The tribunal commented that there was no reason not to tell the minister of the sources of the documents. Mr Higgins said his information came from "a reliable Garda source", who was Mr Togher, and Mr Howlin said his was a reliable non-Garda source, that is, Mr Giblin.

"The tribunal does not see why Mr McBrearty senior and Mr Martin Giblin SC needed a cloak of secrecy in their dealings with the two politicians, as they had already been engaged with An Garda Síochána in respect of a multiple of contentious issues," the report states.

The allegations "were given a standing and authority well beyond what was justified on the material available", it said.

A second letter was sent to Mr Giblin and Mr Higgins, this time claiming that Det Sgt White had been arrested and questioned in 1984 in relation to alleged wrongdoing, but had been reinstated over the head of Mr Carty. This document, according to the tribunal, undermined the first one and the credibility of its authors, Mr McBrearty and Mr Togher.

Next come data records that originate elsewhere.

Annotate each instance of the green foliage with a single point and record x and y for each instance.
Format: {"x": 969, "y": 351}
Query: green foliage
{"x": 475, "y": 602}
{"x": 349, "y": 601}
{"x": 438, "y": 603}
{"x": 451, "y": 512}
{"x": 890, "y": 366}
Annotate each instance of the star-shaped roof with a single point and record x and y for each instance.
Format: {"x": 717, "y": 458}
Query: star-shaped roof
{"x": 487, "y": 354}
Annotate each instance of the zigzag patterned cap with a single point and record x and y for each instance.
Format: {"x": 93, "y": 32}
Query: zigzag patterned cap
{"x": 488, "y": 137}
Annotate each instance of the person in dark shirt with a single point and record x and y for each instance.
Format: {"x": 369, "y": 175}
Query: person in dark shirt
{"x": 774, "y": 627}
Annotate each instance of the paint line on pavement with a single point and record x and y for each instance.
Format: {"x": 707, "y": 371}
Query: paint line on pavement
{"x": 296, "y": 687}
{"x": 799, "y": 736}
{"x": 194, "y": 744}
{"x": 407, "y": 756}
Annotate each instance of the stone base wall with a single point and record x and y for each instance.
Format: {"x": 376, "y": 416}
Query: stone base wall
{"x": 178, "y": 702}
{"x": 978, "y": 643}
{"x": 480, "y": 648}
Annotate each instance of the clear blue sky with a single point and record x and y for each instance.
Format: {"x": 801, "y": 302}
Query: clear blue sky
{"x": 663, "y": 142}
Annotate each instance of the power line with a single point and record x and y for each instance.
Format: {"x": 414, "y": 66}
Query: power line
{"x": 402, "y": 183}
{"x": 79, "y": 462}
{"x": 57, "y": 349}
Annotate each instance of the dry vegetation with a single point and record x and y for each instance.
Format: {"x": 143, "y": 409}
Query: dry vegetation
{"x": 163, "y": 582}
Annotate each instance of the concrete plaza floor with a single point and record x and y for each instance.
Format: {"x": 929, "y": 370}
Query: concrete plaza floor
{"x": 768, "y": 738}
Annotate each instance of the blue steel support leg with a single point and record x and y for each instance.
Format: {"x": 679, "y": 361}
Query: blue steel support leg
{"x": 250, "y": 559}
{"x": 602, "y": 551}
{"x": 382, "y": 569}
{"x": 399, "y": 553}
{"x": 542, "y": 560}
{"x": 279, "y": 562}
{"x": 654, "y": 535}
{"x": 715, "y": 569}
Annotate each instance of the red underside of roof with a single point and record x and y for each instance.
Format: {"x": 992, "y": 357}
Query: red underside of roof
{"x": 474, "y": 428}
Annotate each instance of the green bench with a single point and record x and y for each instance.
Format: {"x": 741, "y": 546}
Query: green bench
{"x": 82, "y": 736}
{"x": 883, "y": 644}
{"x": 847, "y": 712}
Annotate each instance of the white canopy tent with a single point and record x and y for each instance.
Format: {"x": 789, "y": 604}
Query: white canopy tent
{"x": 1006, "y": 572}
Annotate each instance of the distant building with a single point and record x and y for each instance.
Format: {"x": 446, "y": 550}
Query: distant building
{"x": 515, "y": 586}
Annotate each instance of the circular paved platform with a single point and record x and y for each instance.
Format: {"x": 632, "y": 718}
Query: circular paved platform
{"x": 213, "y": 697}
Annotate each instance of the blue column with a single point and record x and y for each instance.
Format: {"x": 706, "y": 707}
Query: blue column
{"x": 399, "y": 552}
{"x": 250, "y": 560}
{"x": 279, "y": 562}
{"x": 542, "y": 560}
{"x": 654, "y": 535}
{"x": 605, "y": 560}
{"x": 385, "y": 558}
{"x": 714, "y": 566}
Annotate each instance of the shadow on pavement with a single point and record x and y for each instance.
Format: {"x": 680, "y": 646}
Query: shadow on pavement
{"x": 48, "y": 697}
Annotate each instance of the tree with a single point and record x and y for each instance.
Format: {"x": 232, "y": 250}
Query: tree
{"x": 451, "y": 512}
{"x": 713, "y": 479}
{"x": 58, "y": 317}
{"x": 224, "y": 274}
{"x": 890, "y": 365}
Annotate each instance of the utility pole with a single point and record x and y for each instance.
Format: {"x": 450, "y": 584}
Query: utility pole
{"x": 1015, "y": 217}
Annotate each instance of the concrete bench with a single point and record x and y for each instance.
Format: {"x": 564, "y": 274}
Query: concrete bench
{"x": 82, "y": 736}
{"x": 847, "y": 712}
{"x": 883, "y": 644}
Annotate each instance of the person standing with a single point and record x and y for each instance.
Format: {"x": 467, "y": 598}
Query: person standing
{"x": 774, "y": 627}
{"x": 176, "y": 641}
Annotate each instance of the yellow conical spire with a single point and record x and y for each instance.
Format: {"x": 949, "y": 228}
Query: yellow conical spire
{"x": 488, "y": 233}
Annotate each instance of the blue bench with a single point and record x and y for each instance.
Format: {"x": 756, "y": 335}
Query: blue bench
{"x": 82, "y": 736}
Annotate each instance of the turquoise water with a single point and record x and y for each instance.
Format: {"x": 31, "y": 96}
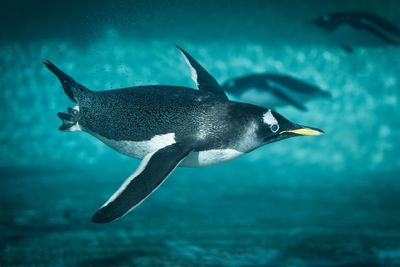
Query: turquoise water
{"x": 331, "y": 200}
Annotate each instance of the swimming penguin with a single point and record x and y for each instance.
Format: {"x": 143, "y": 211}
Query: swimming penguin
{"x": 272, "y": 90}
{"x": 169, "y": 126}
{"x": 358, "y": 29}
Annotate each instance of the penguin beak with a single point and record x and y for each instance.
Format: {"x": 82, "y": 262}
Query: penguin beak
{"x": 302, "y": 130}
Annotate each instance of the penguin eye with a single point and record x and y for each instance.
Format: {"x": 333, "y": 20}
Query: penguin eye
{"x": 274, "y": 128}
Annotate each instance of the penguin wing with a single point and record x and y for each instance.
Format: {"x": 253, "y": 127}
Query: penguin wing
{"x": 151, "y": 173}
{"x": 201, "y": 77}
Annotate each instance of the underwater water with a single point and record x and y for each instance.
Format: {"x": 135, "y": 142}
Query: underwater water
{"x": 330, "y": 200}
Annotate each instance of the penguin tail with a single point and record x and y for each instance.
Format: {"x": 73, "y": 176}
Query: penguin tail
{"x": 73, "y": 89}
{"x": 70, "y": 120}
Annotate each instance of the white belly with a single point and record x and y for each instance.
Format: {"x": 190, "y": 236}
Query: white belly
{"x": 210, "y": 157}
{"x": 140, "y": 149}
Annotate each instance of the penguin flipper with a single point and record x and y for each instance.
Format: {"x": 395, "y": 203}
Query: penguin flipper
{"x": 151, "y": 173}
{"x": 288, "y": 99}
{"x": 201, "y": 77}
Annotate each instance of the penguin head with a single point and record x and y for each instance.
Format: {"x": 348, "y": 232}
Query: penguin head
{"x": 275, "y": 127}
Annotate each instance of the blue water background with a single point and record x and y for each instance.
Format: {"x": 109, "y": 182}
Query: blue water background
{"x": 331, "y": 200}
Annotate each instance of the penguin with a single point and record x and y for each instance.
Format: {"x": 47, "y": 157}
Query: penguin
{"x": 169, "y": 126}
{"x": 359, "y": 29}
{"x": 272, "y": 90}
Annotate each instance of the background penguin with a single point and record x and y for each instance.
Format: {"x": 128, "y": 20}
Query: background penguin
{"x": 169, "y": 126}
{"x": 358, "y": 29}
{"x": 272, "y": 90}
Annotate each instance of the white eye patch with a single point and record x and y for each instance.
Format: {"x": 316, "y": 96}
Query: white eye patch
{"x": 269, "y": 119}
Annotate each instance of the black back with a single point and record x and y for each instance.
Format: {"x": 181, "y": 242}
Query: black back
{"x": 140, "y": 113}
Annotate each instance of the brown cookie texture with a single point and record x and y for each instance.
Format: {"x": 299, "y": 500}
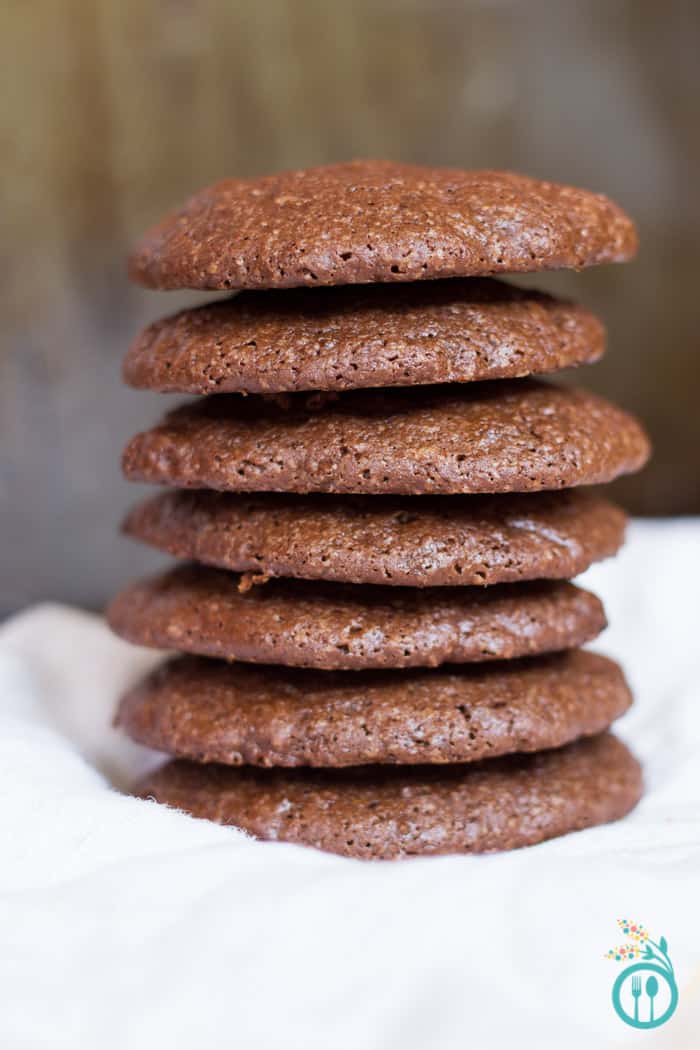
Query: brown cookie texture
{"x": 375, "y": 221}
{"x": 509, "y": 436}
{"x": 211, "y": 711}
{"x": 373, "y": 335}
{"x": 431, "y": 542}
{"x": 297, "y": 623}
{"x": 377, "y": 812}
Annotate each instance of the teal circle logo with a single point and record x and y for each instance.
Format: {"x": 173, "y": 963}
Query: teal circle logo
{"x": 644, "y": 993}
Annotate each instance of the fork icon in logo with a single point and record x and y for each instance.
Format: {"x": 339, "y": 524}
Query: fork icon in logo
{"x": 636, "y": 992}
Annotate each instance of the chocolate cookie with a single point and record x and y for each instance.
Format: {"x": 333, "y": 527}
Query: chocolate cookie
{"x": 334, "y": 626}
{"x": 376, "y": 221}
{"x": 214, "y": 712}
{"x": 375, "y": 335}
{"x": 517, "y": 436}
{"x": 435, "y": 541}
{"x": 385, "y": 813}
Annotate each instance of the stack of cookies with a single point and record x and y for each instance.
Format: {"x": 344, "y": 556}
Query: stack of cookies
{"x": 379, "y": 512}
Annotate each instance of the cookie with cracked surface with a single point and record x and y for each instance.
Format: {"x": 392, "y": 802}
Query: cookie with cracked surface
{"x": 297, "y": 623}
{"x": 387, "y": 813}
{"x": 427, "y": 542}
{"x": 511, "y": 436}
{"x": 210, "y": 711}
{"x": 376, "y": 335}
{"x": 375, "y": 221}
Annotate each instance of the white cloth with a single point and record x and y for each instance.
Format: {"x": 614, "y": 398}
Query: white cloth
{"x": 125, "y": 924}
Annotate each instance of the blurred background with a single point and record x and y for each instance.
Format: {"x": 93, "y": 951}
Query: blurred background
{"x": 115, "y": 110}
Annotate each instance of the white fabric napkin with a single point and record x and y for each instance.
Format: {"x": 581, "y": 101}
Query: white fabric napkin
{"x": 125, "y": 924}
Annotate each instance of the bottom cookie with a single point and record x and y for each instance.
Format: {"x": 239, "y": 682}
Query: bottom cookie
{"x": 385, "y": 813}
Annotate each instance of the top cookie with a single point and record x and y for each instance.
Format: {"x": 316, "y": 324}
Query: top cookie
{"x": 376, "y": 221}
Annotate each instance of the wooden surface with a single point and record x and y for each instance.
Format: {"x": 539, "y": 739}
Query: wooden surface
{"x": 112, "y": 112}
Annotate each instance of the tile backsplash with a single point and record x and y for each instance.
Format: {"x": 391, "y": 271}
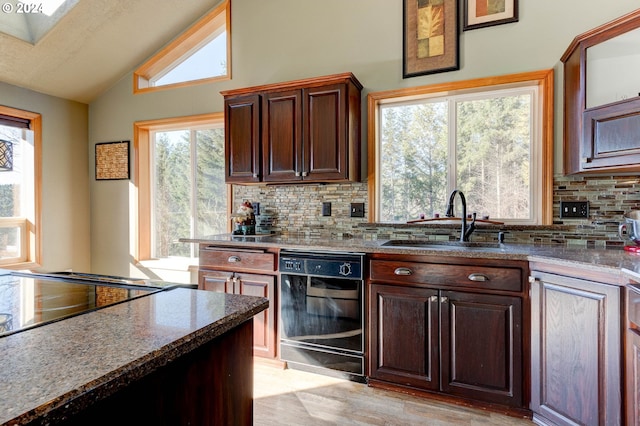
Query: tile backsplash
{"x": 298, "y": 209}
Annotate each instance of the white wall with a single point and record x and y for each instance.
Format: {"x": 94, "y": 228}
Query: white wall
{"x": 65, "y": 177}
{"x": 280, "y": 40}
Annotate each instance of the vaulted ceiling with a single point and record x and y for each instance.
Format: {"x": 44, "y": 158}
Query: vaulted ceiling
{"x": 96, "y": 44}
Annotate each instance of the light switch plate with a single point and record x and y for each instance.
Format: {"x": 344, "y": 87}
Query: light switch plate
{"x": 326, "y": 208}
{"x": 574, "y": 209}
{"x": 357, "y": 209}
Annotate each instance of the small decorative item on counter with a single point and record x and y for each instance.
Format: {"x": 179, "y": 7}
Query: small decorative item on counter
{"x": 245, "y": 220}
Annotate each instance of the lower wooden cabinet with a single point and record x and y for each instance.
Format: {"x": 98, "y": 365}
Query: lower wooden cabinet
{"x": 448, "y": 335}
{"x": 482, "y": 347}
{"x": 264, "y": 336}
{"x": 576, "y": 351}
{"x": 632, "y": 376}
{"x": 245, "y": 271}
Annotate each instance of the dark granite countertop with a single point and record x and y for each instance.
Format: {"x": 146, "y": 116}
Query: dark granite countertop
{"x": 61, "y": 367}
{"x": 614, "y": 260}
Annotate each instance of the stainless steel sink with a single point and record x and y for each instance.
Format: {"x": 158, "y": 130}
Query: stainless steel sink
{"x": 445, "y": 245}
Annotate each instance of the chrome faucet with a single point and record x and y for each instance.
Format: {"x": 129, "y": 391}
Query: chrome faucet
{"x": 465, "y": 231}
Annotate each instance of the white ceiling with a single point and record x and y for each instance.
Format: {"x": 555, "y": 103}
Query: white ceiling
{"x": 96, "y": 44}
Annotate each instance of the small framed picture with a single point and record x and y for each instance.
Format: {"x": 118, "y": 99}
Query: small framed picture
{"x": 487, "y": 13}
{"x": 430, "y": 37}
{"x": 112, "y": 160}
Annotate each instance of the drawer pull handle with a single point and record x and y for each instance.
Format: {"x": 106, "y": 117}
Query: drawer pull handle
{"x": 478, "y": 277}
{"x": 402, "y": 271}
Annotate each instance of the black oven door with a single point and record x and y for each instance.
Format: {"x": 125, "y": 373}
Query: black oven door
{"x": 323, "y": 312}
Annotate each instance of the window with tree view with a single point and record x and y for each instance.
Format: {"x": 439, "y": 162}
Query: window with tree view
{"x": 19, "y": 186}
{"x": 486, "y": 143}
{"x": 189, "y": 193}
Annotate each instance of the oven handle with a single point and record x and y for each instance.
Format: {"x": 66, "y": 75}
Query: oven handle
{"x": 402, "y": 271}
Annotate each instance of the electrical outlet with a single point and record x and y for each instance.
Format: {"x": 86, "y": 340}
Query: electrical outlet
{"x": 357, "y": 209}
{"x": 326, "y": 209}
{"x": 574, "y": 209}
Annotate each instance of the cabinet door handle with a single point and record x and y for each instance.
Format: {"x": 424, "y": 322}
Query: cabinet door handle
{"x": 402, "y": 271}
{"x": 478, "y": 277}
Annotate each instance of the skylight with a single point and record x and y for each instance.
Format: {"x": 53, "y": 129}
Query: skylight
{"x": 29, "y": 20}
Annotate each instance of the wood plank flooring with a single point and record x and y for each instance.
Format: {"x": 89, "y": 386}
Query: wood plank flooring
{"x": 292, "y": 397}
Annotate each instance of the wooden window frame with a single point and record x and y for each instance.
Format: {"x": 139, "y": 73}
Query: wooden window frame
{"x": 32, "y": 222}
{"x": 142, "y": 131}
{"x": 544, "y": 81}
{"x": 212, "y": 22}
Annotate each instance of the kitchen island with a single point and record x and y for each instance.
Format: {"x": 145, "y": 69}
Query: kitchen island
{"x": 177, "y": 356}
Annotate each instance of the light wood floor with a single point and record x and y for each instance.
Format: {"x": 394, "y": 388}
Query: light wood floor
{"x": 291, "y": 397}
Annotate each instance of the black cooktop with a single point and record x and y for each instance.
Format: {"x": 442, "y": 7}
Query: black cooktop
{"x": 31, "y": 300}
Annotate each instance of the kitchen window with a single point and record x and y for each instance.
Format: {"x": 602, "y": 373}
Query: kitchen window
{"x": 201, "y": 54}
{"x": 490, "y": 138}
{"x": 182, "y": 192}
{"x": 20, "y": 132}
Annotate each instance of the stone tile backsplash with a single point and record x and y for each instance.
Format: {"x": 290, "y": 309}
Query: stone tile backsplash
{"x": 298, "y": 209}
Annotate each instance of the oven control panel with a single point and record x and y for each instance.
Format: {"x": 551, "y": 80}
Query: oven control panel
{"x": 322, "y": 265}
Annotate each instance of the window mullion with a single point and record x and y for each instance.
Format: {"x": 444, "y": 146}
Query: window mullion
{"x": 194, "y": 182}
{"x": 452, "y": 137}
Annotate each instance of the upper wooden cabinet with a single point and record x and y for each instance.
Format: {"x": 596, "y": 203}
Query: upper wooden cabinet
{"x": 602, "y": 99}
{"x": 299, "y": 131}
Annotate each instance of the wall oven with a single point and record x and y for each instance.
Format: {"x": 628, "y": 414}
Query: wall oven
{"x": 322, "y": 312}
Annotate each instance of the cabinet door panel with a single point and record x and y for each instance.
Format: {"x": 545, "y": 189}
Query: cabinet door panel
{"x": 242, "y": 139}
{"x": 264, "y": 335}
{"x": 325, "y": 133}
{"x": 404, "y": 335}
{"x": 282, "y": 136}
{"x": 633, "y": 378}
{"x": 575, "y": 355}
{"x": 482, "y": 347}
{"x": 218, "y": 281}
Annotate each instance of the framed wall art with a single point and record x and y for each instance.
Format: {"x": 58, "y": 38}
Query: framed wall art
{"x": 112, "y": 160}
{"x": 487, "y": 13}
{"x": 430, "y": 37}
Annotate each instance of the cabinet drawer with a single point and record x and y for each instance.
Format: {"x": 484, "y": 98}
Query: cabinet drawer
{"x": 469, "y": 276}
{"x": 219, "y": 257}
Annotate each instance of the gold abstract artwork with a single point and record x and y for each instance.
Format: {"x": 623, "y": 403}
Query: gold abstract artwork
{"x": 430, "y": 31}
{"x": 112, "y": 160}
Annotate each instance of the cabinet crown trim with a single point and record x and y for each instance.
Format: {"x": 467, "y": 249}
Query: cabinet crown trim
{"x": 308, "y": 82}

This second document was not treated with the same attention by Mr Giblin and Mr Higgins as the first, and was not revealed to the tribunal until January 2003.

"The tribunal is satisfied that Deputy Higgins, an astute politician, and Mr Giblin, an accomplished lawyer, must have realised the contradiction at the heart of this document and the potential damage this could do to the call for a public inquiry if the source of the information in the first facsimile was thought to be unreliable and contradictory," the report states.

It also states: "The tribunal is satisfied that both deputies should have returned to their sources of information and pressed them for further information or evidence backing up the very serious allegations made against the two assistant commissioners and Detective Sergeant White."

It notes that TDs are left without guidance on how to deal with such allegations and urges the Oireachtas to ensure there is a balance between the right of a whistleblower to bring a matter to the attention of his public representative, and the right of a person against whom allegations are made to be fairly treated.